The decision gets interesting, though, when the Court writes this: “Szura argues that General Insurance had a duty to defend Szura against intentional misconduct as well as negligent acts, errors, and omissions because the ‘Exclusions’ section of the Errors and Omissions Policy states: ‘We will defend the insured against such claim unless or until the dishonest, fraudulent, criminal, malicious or knowingly wrongful act has been determined by any trial verdict, court ruling, regulatory ruling or legal admission, whether appealed or not.’ Szura misunderstands the effect of this exclusion. Exclusions limit the scope of coverage; an exclusion cannot expand the scope of coverage beyond that provided in the insuring agreement.”

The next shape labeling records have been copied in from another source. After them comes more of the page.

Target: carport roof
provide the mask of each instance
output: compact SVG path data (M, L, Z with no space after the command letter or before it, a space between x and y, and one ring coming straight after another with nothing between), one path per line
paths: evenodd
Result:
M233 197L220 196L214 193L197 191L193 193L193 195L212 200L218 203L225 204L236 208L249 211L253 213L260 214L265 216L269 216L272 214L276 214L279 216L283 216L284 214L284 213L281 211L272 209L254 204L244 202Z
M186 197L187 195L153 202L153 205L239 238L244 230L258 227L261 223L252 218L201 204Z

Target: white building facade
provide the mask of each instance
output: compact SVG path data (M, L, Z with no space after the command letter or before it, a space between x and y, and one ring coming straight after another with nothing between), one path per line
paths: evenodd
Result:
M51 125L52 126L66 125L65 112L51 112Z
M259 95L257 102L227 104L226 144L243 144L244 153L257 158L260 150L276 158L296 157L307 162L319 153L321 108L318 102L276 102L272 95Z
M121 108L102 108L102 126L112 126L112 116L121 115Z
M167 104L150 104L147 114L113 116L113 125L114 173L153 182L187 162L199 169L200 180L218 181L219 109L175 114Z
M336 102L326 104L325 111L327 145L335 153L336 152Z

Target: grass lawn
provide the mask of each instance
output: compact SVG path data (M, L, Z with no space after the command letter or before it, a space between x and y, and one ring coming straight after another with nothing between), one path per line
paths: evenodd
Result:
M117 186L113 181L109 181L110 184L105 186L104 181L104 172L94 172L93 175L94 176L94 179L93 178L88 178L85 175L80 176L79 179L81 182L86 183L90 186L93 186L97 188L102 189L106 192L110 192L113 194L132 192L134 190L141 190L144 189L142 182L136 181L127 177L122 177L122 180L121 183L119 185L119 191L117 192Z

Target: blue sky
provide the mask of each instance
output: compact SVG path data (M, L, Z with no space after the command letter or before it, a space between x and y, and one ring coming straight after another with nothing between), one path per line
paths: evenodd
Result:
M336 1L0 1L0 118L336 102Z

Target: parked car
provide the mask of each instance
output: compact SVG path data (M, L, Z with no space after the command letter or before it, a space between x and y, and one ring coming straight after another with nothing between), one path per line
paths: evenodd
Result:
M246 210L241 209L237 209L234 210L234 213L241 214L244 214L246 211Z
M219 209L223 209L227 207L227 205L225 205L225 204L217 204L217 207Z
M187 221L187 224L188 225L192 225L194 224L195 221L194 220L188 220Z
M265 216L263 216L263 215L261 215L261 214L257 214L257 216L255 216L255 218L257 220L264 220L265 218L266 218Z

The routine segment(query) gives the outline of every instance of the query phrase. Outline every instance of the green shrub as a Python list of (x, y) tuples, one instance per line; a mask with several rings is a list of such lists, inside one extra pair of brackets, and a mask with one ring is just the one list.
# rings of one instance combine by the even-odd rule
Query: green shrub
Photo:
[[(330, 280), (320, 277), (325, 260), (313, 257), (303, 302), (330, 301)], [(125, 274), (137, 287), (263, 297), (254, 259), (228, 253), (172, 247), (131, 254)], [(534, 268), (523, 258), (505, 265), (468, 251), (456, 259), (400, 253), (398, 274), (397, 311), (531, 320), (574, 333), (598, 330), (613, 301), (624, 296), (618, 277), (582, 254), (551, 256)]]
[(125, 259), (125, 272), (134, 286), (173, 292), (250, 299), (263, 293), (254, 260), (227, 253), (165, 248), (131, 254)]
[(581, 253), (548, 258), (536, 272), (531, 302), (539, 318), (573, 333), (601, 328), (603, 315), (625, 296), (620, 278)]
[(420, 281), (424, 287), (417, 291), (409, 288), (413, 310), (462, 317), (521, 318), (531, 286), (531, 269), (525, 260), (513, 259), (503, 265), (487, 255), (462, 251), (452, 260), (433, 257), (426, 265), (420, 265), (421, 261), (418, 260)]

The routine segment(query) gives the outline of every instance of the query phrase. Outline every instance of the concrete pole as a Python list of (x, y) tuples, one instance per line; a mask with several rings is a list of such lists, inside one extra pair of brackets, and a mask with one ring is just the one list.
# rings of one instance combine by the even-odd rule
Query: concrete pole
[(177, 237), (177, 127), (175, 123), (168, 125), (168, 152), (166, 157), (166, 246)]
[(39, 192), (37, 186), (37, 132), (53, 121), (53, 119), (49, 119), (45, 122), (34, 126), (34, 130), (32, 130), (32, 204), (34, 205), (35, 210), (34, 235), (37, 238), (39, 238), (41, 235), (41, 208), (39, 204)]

The argument that “exclusions cannot create coverage” is a favorite of the insurance defense bar (see the current battles going on in the construction defect coverage world, over the “your work” exclusion). If we examine the language closely, however, we can see that the exclusion in Szura is not being used to “create” coverage. Coverage exists until a knowingly wrongful act has been proven. That’s what the policy says.
Is it possible to interfere with someone’s prospective economic advantage negligently? Suppose, for example, Charon had contacted Mayfair’s clients without knowing that they were Mayfair’s clients? Or, suppose Mayfair’s clients had contacted him, without having been solicited?

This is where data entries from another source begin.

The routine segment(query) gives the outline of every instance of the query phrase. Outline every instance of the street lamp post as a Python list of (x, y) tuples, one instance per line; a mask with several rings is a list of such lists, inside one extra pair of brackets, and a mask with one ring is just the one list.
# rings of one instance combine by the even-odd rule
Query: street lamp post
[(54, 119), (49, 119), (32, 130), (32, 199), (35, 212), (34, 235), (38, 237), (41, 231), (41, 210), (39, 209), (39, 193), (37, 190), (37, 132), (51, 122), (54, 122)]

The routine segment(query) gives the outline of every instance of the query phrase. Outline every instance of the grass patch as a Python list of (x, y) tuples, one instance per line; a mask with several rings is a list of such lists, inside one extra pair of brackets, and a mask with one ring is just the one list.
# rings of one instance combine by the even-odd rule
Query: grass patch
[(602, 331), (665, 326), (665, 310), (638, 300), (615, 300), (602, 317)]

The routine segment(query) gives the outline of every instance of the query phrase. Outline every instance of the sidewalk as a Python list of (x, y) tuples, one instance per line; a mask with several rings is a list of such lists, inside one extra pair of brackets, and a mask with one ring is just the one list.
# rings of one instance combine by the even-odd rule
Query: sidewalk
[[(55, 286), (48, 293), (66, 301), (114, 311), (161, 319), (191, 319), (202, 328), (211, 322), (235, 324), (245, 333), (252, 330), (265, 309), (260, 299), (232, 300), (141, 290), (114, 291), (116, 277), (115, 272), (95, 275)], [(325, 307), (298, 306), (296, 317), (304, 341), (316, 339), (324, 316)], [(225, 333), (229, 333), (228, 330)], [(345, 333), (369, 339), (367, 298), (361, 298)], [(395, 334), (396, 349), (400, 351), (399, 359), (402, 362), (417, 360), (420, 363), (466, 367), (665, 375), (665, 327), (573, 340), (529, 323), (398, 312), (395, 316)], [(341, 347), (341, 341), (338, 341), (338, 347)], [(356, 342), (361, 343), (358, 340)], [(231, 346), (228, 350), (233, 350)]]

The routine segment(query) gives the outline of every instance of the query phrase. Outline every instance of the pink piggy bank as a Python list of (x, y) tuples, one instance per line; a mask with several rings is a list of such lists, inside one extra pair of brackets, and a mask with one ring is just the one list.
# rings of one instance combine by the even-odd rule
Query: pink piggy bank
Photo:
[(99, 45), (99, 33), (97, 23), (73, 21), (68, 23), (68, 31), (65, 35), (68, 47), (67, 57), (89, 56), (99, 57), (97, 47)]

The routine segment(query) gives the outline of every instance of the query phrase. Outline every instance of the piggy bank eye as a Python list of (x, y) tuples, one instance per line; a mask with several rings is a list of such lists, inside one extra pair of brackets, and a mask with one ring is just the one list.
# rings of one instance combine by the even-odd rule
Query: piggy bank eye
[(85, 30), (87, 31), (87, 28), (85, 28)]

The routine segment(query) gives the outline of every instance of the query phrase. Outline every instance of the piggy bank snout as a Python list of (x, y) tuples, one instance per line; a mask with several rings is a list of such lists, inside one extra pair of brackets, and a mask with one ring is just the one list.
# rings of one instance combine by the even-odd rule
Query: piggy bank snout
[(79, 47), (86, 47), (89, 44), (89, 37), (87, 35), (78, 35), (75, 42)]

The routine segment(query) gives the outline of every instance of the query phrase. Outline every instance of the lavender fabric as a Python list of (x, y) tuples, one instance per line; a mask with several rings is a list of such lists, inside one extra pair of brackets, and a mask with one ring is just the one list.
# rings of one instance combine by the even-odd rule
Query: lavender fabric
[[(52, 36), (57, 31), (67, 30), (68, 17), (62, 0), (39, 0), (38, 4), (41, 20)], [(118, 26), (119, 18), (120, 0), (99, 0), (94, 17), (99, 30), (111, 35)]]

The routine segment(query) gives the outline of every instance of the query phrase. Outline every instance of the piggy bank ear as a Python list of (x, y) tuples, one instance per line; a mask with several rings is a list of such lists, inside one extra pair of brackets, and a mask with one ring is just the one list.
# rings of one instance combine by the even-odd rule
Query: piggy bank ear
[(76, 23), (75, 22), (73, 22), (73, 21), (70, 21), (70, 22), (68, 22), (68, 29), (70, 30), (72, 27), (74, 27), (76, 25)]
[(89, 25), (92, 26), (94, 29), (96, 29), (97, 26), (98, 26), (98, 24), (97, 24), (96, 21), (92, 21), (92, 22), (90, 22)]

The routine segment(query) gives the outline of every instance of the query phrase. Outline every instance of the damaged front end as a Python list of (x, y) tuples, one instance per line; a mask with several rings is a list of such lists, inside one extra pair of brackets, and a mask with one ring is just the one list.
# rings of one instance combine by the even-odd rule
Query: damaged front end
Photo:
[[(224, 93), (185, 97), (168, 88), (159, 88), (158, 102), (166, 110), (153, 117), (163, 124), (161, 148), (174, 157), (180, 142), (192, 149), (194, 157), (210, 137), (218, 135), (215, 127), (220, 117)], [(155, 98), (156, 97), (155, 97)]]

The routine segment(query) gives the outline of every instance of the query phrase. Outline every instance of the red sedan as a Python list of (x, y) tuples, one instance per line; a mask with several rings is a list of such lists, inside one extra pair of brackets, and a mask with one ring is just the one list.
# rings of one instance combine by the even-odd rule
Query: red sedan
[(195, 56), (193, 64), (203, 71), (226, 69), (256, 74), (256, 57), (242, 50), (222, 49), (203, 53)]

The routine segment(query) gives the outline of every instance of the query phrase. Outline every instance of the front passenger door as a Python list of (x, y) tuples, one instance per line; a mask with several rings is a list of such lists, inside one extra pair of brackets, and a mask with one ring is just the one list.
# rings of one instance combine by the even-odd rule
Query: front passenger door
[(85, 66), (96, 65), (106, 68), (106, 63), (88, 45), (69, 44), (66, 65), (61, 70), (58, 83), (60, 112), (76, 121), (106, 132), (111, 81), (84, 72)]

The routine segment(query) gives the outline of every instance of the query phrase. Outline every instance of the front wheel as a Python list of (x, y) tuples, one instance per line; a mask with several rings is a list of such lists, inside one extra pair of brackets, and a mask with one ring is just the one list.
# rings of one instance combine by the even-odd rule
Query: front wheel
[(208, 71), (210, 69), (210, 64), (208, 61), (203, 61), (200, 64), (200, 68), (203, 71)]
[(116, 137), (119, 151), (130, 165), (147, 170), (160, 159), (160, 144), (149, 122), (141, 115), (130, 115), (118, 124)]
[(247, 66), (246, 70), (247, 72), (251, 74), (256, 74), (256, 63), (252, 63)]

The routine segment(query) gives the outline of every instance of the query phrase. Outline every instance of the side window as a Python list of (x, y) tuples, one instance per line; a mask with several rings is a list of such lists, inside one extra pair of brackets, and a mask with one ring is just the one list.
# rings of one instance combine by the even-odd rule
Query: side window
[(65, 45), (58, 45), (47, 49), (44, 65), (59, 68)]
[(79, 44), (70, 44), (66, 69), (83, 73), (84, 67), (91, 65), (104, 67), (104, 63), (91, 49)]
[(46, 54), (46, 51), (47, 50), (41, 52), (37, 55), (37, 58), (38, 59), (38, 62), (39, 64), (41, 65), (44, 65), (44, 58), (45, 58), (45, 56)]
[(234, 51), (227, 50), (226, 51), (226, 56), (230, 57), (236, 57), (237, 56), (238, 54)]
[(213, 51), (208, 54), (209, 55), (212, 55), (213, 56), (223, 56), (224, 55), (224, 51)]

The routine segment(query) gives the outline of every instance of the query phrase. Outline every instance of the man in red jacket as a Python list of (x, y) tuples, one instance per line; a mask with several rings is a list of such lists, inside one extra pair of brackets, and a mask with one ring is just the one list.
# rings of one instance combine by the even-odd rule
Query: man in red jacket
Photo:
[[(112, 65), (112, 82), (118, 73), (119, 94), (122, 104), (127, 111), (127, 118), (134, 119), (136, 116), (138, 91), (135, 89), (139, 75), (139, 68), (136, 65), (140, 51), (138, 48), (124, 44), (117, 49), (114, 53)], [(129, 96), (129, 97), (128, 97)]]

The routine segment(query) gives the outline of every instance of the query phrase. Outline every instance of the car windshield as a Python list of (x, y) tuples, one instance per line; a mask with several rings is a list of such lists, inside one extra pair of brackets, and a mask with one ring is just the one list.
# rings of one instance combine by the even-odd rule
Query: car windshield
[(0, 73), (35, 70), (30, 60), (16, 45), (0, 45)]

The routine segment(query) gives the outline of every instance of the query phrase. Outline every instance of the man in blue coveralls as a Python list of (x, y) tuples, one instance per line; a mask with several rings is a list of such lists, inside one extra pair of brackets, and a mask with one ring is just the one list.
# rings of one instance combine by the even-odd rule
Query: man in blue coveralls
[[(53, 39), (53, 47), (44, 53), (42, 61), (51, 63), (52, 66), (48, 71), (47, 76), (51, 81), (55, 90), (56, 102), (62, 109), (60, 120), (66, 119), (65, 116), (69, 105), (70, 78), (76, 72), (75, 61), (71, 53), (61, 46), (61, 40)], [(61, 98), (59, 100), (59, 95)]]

California, for one, specifically recognizes a tort of negligent interference with contractual relations, and has a model jury charge on that topic, which you can read here. The gist of the cause of action is that the defendant should have known of a relationship that probably would have resulted in a future economic benefit to the plaintiff, and failed to act with reasonable care. And in People Express Airlines v. Consolidated Rail Corp., 100 N.J. 246, 495 A.2d 107 (1985), the New Jersey Supreme Court wrote as follows at Note 4: “The notion that the defendant must have breached a duty independent of the negligent interference with economic expectations assumes that the defendant’s negligence–fortuitously resulting only in economic losses–is not a tort. Whether the law recognizes the injury as compensable is a matter of policy; but clearly an ‘independent’ tort has been committed, and no parasitic relationship with another tort should be required before determining whether the injury is compensable. Further, the rule-of-damages rationale does not explain why the application of concepts of duty and proximate cause, which serve negligence well in cases where the plaintiff is physically harmed, cannot function equally well in cases in which there has been no physical harm.”

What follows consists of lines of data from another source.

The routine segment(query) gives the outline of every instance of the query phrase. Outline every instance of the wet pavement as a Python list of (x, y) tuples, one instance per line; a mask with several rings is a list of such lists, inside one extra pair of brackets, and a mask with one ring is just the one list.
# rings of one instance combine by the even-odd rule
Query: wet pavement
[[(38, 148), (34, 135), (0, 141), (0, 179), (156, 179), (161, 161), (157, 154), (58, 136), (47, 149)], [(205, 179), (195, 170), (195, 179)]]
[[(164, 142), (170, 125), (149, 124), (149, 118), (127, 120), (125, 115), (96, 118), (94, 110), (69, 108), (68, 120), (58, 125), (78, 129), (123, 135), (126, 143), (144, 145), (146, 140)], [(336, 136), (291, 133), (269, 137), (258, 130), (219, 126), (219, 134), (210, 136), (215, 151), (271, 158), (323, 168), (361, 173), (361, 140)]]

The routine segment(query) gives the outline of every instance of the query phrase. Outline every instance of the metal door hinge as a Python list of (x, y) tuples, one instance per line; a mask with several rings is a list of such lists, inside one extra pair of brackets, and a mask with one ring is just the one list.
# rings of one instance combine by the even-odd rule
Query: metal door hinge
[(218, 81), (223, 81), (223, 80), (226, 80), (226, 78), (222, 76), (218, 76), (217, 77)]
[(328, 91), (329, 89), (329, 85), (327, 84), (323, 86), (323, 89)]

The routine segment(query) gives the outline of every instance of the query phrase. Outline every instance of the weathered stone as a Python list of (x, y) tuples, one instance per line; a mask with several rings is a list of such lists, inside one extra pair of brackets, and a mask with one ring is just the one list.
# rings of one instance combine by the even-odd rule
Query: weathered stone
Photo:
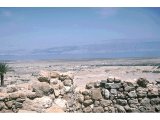
[(11, 109), (12, 105), (14, 104), (14, 101), (8, 101), (8, 102), (5, 102), (5, 104), (9, 109)]
[(135, 87), (126, 86), (126, 87), (124, 88), (124, 90), (125, 90), (126, 92), (130, 92), (130, 91), (135, 90)]
[(115, 113), (115, 108), (114, 107), (108, 107), (108, 112), (109, 113)]
[(66, 79), (70, 79), (70, 80), (72, 80), (72, 79), (71, 79), (71, 77), (70, 77), (70, 76), (68, 76), (68, 75), (64, 75), (64, 74), (62, 74), (62, 75), (60, 75), (60, 76), (59, 76), (59, 80), (61, 80), (61, 81), (64, 81), (64, 80), (66, 80)]
[(47, 77), (39, 77), (39, 78), (38, 78), (38, 81), (50, 83), (50, 80), (49, 80)]
[(0, 102), (0, 110), (2, 110), (5, 107), (4, 102)]
[(136, 98), (136, 97), (137, 97), (136, 91), (131, 91), (131, 92), (129, 92), (129, 93), (128, 93), (128, 96), (129, 96), (130, 98)]
[(146, 80), (145, 78), (139, 78), (137, 80), (137, 84), (141, 87), (147, 87), (147, 84), (149, 83), (148, 80)]
[(65, 80), (63, 81), (63, 84), (64, 84), (65, 86), (72, 86), (72, 80), (70, 80), (70, 79), (65, 79)]
[(15, 102), (14, 105), (15, 105), (15, 108), (16, 108), (16, 109), (23, 107), (23, 103), (20, 103), (20, 102)]
[(114, 79), (114, 83), (120, 83), (121, 80), (120, 79)]
[(45, 110), (46, 113), (64, 113), (64, 110), (58, 105), (52, 105), (52, 107)]
[(114, 78), (107, 78), (107, 82), (108, 83), (113, 83), (114, 82)]
[(63, 109), (66, 108), (66, 104), (67, 104), (66, 100), (58, 98), (58, 99), (55, 99), (54, 102), (56, 105), (60, 106), (61, 108)]
[(142, 106), (149, 106), (150, 105), (150, 99), (144, 98), (141, 100), (140, 105)]
[(147, 96), (148, 90), (146, 88), (138, 87), (136, 91), (137, 91), (137, 96), (139, 98), (143, 98)]
[(123, 106), (120, 105), (115, 105), (119, 113), (126, 113), (125, 109)]
[(12, 93), (12, 92), (16, 92), (16, 91), (18, 91), (16, 86), (7, 87), (7, 93)]
[(64, 86), (64, 92), (68, 93), (71, 91), (71, 87), (70, 86)]
[(125, 105), (127, 105), (127, 100), (117, 99), (117, 104), (125, 106)]
[(94, 83), (94, 87), (95, 87), (95, 88), (99, 88), (99, 87), (100, 87), (100, 82), (98, 82), (98, 81), (95, 82), (95, 83)]
[(86, 107), (83, 109), (84, 113), (91, 113), (92, 112), (92, 108), (90, 106)]
[(91, 99), (91, 97), (89, 95), (84, 96), (84, 100), (90, 100), (90, 99)]
[(35, 98), (34, 100), (26, 99), (23, 102), (23, 110), (44, 112), (44, 109), (52, 106), (52, 99), (48, 96)]
[(131, 108), (128, 105), (124, 106), (124, 109), (126, 110), (126, 112), (132, 112)]
[(58, 79), (50, 79), (50, 84), (56, 85), (58, 84)]
[(43, 95), (50, 95), (53, 93), (53, 88), (49, 86), (49, 84), (45, 82), (37, 82), (32, 84), (33, 92), (36, 92), (36, 94), (39, 94), (40, 96)]
[(51, 78), (58, 78), (59, 74), (57, 72), (55, 72), (55, 71), (52, 71), (52, 72), (50, 72), (50, 77)]
[(25, 100), (26, 100), (25, 98), (17, 98), (17, 99), (16, 99), (16, 102), (23, 103)]
[(117, 94), (117, 98), (118, 98), (118, 99), (125, 99), (126, 96), (125, 96), (123, 93), (118, 93), (118, 94)]
[(28, 92), (26, 94), (26, 96), (27, 96), (27, 98), (32, 99), (32, 100), (37, 98), (37, 97), (42, 97), (42, 95), (39, 95), (36, 92)]
[(153, 98), (159, 96), (158, 88), (156, 86), (152, 86), (148, 88), (148, 97)]
[(94, 83), (90, 82), (86, 84), (86, 89), (94, 88)]
[(60, 90), (54, 90), (54, 95), (55, 95), (55, 97), (58, 97), (59, 95), (60, 95)]
[(83, 91), (82, 94), (83, 94), (83, 95), (90, 95), (90, 93), (89, 93), (88, 90)]
[(100, 104), (100, 102), (99, 102), (99, 101), (94, 101), (94, 106), (95, 106), (95, 107), (98, 107), (98, 106), (99, 106), (99, 104)]
[(131, 99), (128, 101), (129, 104), (139, 104), (137, 99)]
[(101, 86), (102, 88), (105, 88), (106, 83), (107, 83), (107, 80), (101, 80), (100, 86)]
[(93, 89), (91, 91), (91, 98), (93, 100), (100, 100), (100, 99), (102, 99), (101, 90), (98, 89), (98, 88), (97, 89)]
[(83, 105), (84, 105), (84, 106), (89, 106), (89, 105), (91, 105), (91, 104), (93, 104), (93, 101), (92, 101), (92, 100), (85, 100), (85, 101), (83, 102)]
[(121, 83), (106, 83), (105, 88), (106, 89), (119, 89), (121, 88)]
[(155, 111), (156, 112), (160, 112), (160, 105), (158, 105), (158, 106), (155, 107)]
[(111, 92), (112, 95), (117, 96), (117, 90), (116, 89), (111, 89), (110, 92)]
[(94, 113), (103, 113), (104, 110), (103, 110), (103, 107), (99, 106), (99, 107), (94, 107), (93, 112)]
[(160, 98), (152, 98), (151, 105), (158, 105), (160, 104)]
[(100, 101), (100, 104), (102, 105), (102, 107), (108, 107), (112, 104), (111, 100), (102, 100)]
[(83, 103), (83, 101), (84, 101), (84, 96), (82, 95), (82, 94), (78, 94), (78, 96), (77, 96), (78, 98), (78, 101), (79, 101), (79, 103)]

What happens in many insurance coverage cases is natural and understandable. A judge (being a human being) sees that someone has done something that the judge considers to have been wrong or malicious. The judge, consciously or unconsciously, does not want the wrongdoer to avoid punishment by accessing insurance coverage. So, while the defense bar often refers to results-driven decisions, that knife cuts both ways. I think it’s important to remember that policyholders generally do not buy insurance for commercial advantage; instead, they buy it to protect themselves against catastrophic loss. Under the language of the policy, unless and until the carrier proves knowingly malicious conduct, coverage should exist. (Unfortunately, though, I’m not wearing a black robe.)